Dans le Prélude au roman, Poliquin écrit que «le vol de l’ange [est] cet instant où marcheurs ou patineurs, ayant tout à coup perdu pied sur la glace, se mettent à battre des bras pour recouvrer l’équilibre. […] On me dira que l’expression n’est pas très répandue, et pour cause: c’est moi qui l’ai inventée.»

Comme toujours, le style de l’auteur est coloré. Il écrit, par exemple, que «l’homme avait une face à mordre un chien» ou «ça ne m’était pas arrivé depuis une éternité, peut-être plus». Ou encore, que «la sottise de l’imaginaire collectif ne chôme jamais».

Poliquin colore parfois son récit de quelques références religieuses. Pour décrire l’immense vide ressenti pour de jeunes enfants, il précise que ce vide «sent l’encens de la messe des morts». Et pour montrer à quel point son narrateur est taciturne, il le compare aux moines et aux nonnes qui ont fait le vœu de silence dans les cloîtres.

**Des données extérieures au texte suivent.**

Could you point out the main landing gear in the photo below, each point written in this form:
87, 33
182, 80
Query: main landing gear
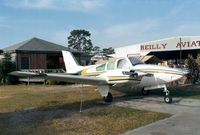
108, 98
167, 97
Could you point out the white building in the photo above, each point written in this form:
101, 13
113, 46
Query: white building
173, 50
163, 45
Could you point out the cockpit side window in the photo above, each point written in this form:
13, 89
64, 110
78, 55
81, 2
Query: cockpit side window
134, 61
111, 65
101, 67
122, 63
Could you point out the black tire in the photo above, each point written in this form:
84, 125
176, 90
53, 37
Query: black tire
109, 98
144, 92
168, 99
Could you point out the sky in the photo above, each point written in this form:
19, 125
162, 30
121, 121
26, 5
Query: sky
112, 23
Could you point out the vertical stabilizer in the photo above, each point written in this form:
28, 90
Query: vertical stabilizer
71, 63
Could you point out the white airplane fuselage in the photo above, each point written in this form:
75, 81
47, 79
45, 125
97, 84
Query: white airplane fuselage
148, 75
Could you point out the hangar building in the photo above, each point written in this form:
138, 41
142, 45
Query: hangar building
173, 50
38, 54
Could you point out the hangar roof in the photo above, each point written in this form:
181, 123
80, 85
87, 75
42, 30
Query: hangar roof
35, 45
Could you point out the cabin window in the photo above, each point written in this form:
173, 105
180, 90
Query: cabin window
122, 64
101, 67
134, 61
111, 65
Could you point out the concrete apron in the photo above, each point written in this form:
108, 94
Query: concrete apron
185, 119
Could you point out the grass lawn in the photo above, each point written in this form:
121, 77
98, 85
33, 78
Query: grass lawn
39, 110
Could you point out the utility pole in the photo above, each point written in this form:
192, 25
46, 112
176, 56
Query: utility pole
180, 51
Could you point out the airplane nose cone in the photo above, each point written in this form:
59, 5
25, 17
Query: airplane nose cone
184, 71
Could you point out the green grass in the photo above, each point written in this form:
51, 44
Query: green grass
52, 110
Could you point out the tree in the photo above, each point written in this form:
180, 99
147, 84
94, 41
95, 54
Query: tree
193, 68
6, 66
96, 50
80, 40
107, 51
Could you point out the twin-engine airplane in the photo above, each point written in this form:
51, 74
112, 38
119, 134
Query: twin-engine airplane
121, 71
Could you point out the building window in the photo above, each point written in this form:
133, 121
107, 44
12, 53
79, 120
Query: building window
111, 65
101, 67
24, 62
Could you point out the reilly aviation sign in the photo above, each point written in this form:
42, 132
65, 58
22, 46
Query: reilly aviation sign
179, 43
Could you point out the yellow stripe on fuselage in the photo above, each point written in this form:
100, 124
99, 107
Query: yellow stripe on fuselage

Le roman est une méditation sur l’identité et l’existence humaines. Le narrateur se voit comme «l’éternel oiseau migrateur»; il n’a pas de pays à lui, sauf le petit nid qu’il occupe là où il passe. Seule la mort «mettra fin à toutes ces errances». À cet égard, il arrive souvent qu’il vaille mieux préférer «les dangers de l’errance au confort de la servitude».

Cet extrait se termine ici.